Team Selection for Unique Advantages

JOI University has \(N\) beavers, each with three ability values: thinking, action, and luck. The \(i\)-th beaver has ability values \(X_i\), \(Y_i\), and \(Z_i\) respectively.

This year, the beavers will compete in a team programming contest. A team consists of exactly three members selected from the \(N\) beavers. The coach, Bitaro, wants each member of the team to have a unique advantage. This means that for each team member, there exists at least one ability in which their value is strictly greater than that of the other two team members. In other words, there exists a permutation of the three abilities \((X, Y, Z)\) such that if a beaver is assigned one ability, its corresponding value is strictly greater than the values of the other two beavers in that same ability.

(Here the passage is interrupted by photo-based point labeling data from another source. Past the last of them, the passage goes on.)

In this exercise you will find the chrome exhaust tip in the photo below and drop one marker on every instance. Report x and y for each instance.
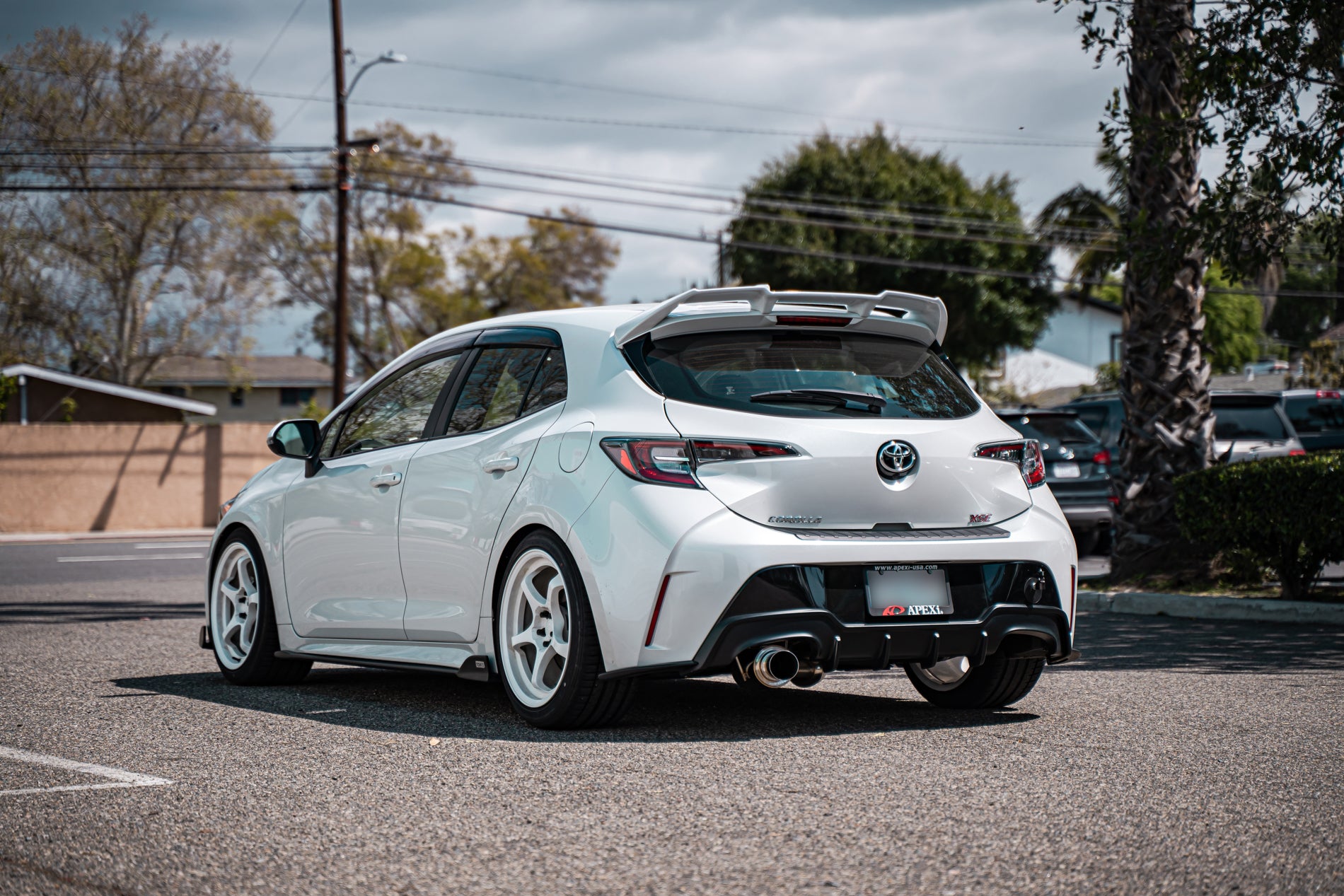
(775, 667)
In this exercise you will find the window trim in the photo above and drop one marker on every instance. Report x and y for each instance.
(441, 425)
(470, 346)
(464, 351)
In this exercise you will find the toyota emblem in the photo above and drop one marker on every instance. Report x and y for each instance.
(897, 460)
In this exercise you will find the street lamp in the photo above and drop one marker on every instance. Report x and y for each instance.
(340, 310)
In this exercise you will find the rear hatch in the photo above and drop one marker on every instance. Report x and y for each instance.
(788, 386)
(1250, 426)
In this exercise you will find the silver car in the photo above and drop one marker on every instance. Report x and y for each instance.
(1249, 426)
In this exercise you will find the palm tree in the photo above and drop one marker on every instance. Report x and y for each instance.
(1164, 374)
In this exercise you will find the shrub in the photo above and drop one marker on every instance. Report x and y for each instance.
(1282, 513)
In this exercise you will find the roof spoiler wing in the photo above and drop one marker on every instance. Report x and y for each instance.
(925, 310)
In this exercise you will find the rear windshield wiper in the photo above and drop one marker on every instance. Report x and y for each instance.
(839, 398)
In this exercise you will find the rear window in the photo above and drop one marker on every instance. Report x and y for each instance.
(1311, 414)
(1248, 422)
(727, 368)
(1057, 429)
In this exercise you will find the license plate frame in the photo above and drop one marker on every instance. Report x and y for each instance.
(908, 590)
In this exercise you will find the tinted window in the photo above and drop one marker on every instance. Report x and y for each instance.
(495, 390)
(1057, 429)
(727, 368)
(1093, 417)
(1248, 422)
(398, 410)
(550, 385)
(1311, 414)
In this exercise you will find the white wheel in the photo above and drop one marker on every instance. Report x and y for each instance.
(534, 628)
(945, 675)
(236, 606)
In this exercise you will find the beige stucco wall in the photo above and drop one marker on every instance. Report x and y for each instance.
(260, 403)
(92, 477)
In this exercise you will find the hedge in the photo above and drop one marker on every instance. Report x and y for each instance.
(1281, 513)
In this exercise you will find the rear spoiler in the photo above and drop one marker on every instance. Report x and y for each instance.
(924, 310)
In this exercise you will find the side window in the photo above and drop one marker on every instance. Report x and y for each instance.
(495, 388)
(398, 410)
(550, 385)
(330, 440)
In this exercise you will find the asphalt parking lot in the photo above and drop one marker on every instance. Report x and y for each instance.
(1176, 758)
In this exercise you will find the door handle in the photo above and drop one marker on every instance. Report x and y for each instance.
(499, 464)
(386, 479)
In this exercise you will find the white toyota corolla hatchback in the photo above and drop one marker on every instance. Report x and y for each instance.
(773, 485)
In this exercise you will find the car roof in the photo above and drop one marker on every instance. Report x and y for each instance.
(1035, 412)
(1245, 398)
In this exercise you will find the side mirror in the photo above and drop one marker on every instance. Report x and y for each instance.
(295, 438)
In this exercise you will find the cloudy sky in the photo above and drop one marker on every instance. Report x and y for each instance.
(975, 78)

For any valid team consisting of beavers \(i, j, k\), the team's total ability is defined as:

\(\max(X_i, X_j, X_k) + \max(Y_i, Y_j, Y_k) + \max(Z_i, Z_j, Z_k)\)

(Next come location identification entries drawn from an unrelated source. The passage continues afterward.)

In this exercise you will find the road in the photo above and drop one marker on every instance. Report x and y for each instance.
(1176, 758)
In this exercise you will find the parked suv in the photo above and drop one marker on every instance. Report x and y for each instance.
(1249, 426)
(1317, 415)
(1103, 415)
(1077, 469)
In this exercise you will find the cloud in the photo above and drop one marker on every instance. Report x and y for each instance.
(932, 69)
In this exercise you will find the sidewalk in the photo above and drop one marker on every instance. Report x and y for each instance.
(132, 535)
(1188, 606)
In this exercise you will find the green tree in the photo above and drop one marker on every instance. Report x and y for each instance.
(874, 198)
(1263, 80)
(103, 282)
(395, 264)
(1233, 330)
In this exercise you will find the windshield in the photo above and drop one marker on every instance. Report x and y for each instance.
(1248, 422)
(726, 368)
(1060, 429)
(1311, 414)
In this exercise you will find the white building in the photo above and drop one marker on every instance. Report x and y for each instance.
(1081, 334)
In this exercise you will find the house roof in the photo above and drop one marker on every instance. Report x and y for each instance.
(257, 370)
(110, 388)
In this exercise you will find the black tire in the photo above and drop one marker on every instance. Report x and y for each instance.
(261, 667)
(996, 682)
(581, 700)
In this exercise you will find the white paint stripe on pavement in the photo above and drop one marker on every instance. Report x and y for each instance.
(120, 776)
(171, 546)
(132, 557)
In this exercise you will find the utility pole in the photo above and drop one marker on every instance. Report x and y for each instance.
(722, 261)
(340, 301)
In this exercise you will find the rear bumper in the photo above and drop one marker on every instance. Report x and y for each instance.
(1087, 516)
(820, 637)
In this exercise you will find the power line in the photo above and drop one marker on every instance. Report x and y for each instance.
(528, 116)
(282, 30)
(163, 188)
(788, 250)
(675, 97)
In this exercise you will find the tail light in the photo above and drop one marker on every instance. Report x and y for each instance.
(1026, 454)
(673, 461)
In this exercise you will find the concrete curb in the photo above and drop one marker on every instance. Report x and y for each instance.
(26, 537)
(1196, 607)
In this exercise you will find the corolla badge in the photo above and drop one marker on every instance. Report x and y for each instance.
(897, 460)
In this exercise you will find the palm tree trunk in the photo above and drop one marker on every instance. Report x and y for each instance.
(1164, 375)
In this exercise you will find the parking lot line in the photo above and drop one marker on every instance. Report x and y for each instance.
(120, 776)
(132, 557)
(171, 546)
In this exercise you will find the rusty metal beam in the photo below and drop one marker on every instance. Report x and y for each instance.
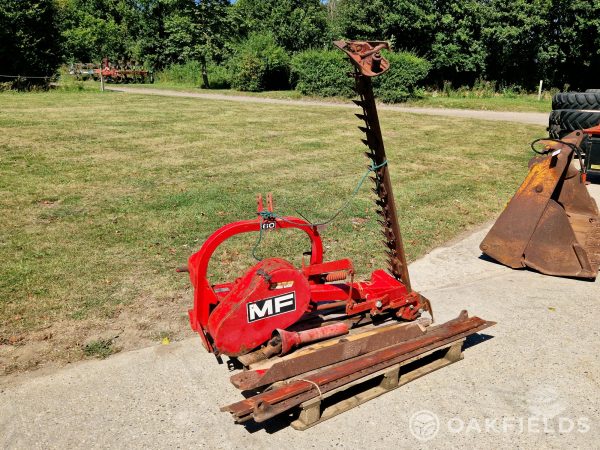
(273, 402)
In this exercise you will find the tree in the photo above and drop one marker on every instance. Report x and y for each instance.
(514, 39)
(197, 30)
(93, 29)
(458, 53)
(29, 40)
(295, 24)
(570, 51)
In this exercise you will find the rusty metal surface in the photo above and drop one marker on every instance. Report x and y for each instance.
(364, 55)
(273, 402)
(314, 359)
(550, 223)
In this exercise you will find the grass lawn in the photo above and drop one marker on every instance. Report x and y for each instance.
(103, 195)
(520, 103)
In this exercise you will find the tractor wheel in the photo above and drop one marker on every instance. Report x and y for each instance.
(563, 121)
(576, 100)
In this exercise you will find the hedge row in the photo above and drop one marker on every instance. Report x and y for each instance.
(325, 73)
(259, 64)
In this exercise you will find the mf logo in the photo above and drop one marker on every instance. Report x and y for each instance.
(261, 309)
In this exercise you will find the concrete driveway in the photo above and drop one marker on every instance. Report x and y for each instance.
(533, 118)
(535, 383)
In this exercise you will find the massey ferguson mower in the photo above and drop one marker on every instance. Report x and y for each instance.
(302, 334)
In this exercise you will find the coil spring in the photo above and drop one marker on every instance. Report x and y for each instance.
(336, 276)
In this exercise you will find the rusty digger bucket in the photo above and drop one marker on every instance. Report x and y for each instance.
(551, 224)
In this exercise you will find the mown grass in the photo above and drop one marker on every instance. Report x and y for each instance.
(103, 195)
(499, 102)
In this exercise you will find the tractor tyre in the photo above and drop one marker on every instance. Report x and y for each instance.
(563, 121)
(576, 100)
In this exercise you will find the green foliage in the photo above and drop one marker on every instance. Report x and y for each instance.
(323, 73)
(190, 73)
(458, 52)
(101, 348)
(92, 29)
(515, 43)
(403, 79)
(295, 24)
(259, 64)
(29, 42)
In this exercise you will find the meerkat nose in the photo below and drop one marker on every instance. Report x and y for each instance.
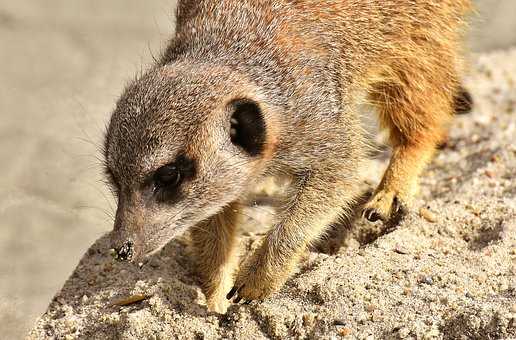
(125, 252)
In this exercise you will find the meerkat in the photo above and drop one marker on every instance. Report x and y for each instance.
(254, 88)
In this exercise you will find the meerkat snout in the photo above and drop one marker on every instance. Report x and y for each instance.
(125, 252)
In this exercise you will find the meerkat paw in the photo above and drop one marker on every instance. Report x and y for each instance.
(387, 206)
(254, 284)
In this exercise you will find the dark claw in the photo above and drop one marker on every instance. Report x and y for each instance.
(231, 293)
(372, 215)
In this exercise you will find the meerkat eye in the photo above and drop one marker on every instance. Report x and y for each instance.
(247, 128)
(168, 177)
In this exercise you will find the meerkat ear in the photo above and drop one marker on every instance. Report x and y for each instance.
(247, 126)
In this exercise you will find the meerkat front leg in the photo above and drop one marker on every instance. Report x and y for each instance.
(215, 245)
(317, 202)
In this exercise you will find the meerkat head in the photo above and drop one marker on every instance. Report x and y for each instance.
(183, 142)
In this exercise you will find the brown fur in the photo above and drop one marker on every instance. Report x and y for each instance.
(304, 63)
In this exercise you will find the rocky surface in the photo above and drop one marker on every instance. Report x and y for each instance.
(448, 271)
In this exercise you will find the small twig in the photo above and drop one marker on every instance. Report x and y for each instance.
(131, 300)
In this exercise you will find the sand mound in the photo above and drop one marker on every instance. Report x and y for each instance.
(448, 271)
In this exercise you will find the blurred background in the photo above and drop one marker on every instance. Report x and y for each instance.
(62, 66)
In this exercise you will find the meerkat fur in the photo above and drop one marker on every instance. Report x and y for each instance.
(255, 88)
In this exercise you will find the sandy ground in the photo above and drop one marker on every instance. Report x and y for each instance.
(448, 271)
(62, 66)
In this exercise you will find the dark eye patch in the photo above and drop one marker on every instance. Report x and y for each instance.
(168, 179)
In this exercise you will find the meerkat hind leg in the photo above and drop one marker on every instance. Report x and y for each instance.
(416, 111)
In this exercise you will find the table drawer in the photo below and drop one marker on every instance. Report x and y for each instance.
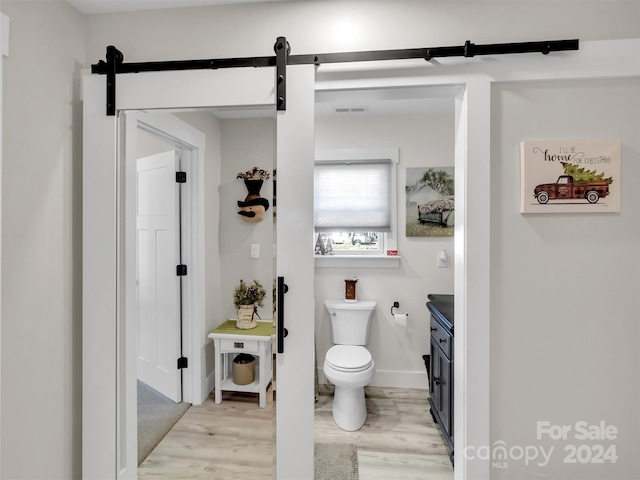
(245, 346)
(441, 337)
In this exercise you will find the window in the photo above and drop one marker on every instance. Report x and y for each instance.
(355, 203)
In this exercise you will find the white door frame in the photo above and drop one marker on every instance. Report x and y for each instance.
(105, 418)
(4, 52)
(191, 142)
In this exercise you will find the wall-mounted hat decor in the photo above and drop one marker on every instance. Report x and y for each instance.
(254, 206)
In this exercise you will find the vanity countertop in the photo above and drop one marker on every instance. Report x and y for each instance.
(443, 304)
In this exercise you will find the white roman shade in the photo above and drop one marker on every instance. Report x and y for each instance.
(353, 196)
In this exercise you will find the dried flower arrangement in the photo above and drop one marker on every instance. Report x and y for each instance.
(249, 294)
(254, 174)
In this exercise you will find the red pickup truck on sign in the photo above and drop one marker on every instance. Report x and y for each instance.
(566, 188)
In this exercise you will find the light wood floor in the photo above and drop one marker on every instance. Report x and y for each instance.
(235, 439)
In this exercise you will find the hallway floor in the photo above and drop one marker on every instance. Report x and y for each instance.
(235, 439)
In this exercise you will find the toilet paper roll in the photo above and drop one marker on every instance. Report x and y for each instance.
(400, 319)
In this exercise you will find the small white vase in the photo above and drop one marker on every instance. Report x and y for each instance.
(246, 317)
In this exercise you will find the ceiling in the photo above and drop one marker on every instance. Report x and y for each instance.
(114, 6)
(362, 102)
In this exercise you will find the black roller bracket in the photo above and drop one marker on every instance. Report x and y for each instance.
(114, 58)
(114, 64)
(282, 49)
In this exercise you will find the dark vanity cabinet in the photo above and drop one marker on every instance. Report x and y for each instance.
(441, 364)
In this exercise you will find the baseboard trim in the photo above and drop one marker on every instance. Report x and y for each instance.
(211, 383)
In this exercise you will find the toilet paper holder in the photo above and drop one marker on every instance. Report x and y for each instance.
(395, 305)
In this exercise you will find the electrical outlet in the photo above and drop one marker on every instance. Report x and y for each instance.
(443, 259)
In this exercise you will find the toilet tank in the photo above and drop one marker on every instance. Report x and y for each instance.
(350, 322)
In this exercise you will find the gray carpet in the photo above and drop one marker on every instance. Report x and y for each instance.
(334, 461)
(157, 414)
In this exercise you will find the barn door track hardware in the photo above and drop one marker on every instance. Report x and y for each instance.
(115, 65)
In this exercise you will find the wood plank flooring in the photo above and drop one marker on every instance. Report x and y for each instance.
(235, 439)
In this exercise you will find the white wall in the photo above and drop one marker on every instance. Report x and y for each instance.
(41, 243)
(564, 288)
(423, 141)
(245, 143)
(41, 337)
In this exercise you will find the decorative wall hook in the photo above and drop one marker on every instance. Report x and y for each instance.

Your task is to determine whether there exists a valid team satisfying the above condition. If one exists, compute the maximum possible total ability among all valid teams. Otherwise, output -1.

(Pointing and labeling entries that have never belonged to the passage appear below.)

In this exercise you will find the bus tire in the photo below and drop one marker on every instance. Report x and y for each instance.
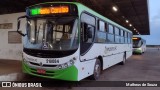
(124, 59)
(97, 70)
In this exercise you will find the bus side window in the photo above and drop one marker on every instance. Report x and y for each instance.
(87, 33)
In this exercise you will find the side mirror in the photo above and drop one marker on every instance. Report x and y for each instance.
(19, 24)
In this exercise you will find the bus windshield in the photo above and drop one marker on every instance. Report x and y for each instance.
(137, 43)
(52, 34)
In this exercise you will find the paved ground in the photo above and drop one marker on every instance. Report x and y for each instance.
(144, 67)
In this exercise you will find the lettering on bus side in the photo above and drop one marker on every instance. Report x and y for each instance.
(52, 60)
(108, 49)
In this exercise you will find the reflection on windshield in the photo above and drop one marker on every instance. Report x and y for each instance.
(137, 43)
(52, 34)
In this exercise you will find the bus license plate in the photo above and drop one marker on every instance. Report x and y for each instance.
(41, 71)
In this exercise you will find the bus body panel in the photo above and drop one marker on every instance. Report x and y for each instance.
(84, 64)
(141, 48)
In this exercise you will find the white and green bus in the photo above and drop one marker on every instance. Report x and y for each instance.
(139, 45)
(69, 41)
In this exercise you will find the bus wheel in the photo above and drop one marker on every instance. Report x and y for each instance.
(124, 59)
(97, 70)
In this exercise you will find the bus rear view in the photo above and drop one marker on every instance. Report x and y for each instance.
(139, 45)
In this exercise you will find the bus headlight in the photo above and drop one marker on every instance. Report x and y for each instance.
(67, 64)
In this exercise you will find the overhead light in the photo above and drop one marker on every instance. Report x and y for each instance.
(130, 25)
(114, 8)
(127, 21)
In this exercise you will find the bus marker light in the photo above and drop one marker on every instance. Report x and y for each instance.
(41, 71)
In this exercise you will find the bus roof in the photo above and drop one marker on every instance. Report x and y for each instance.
(82, 8)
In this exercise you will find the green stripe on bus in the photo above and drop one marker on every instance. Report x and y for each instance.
(70, 73)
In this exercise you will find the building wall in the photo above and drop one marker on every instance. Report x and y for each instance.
(12, 51)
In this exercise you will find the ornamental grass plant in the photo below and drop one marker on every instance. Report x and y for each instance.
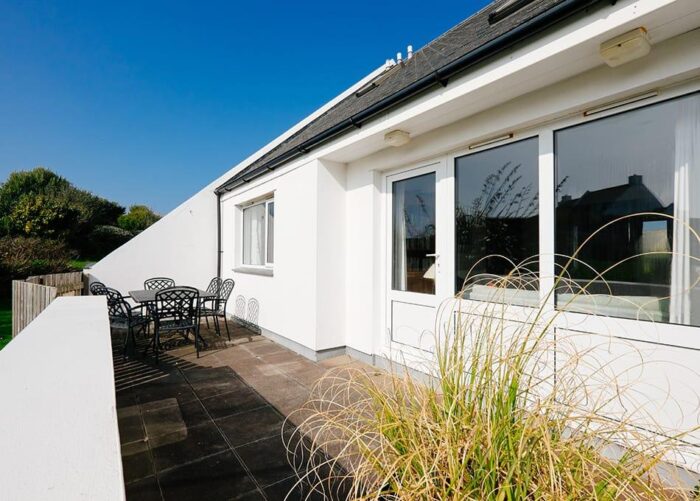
(504, 408)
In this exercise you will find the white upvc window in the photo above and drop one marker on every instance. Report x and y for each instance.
(259, 233)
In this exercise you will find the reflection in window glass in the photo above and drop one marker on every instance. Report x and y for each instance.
(254, 235)
(271, 232)
(413, 234)
(496, 202)
(644, 163)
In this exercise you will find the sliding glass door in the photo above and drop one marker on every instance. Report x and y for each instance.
(414, 276)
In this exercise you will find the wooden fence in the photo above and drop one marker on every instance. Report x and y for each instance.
(30, 297)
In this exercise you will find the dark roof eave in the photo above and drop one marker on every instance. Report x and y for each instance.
(440, 76)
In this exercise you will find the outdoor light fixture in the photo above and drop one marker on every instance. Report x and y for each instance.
(491, 140)
(620, 103)
(397, 138)
(626, 47)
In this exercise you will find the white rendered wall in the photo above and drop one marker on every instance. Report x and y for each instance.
(286, 299)
(59, 437)
(331, 255)
(302, 295)
(182, 246)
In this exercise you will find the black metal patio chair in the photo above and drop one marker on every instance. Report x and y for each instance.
(98, 289)
(175, 310)
(122, 315)
(213, 288)
(158, 283)
(216, 308)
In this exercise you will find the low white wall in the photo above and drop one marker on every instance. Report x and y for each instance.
(59, 437)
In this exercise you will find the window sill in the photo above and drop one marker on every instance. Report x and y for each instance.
(252, 270)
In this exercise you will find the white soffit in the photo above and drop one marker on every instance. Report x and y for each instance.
(562, 54)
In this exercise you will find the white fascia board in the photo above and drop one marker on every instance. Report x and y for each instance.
(209, 188)
(279, 139)
(564, 52)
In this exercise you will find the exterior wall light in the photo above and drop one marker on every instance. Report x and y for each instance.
(626, 47)
(397, 138)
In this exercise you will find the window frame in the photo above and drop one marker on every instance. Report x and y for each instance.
(537, 134)
(265, 202)
(562, 125)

Note: A team is valid if and only if, for each ability (thinking, action, luck), the maximum value among the three members is unique (i.e. occurs exactly once).

inputFormat

The first line of input contains an integer \(N\) representing the number of beavers.

Each of the following \(N\) lines contains three space-separated integers \(X_i\), \(Y_i\), and \(Z_i\) that represent the thinking, action, and luck values for the \(i\)-th beaver.

outputFormat

Output a single integer, which is the maximum total ability among all valid teams. If no valid team exists, output -1.

sample

3
10 1 1
1 10 1
1 1 10

30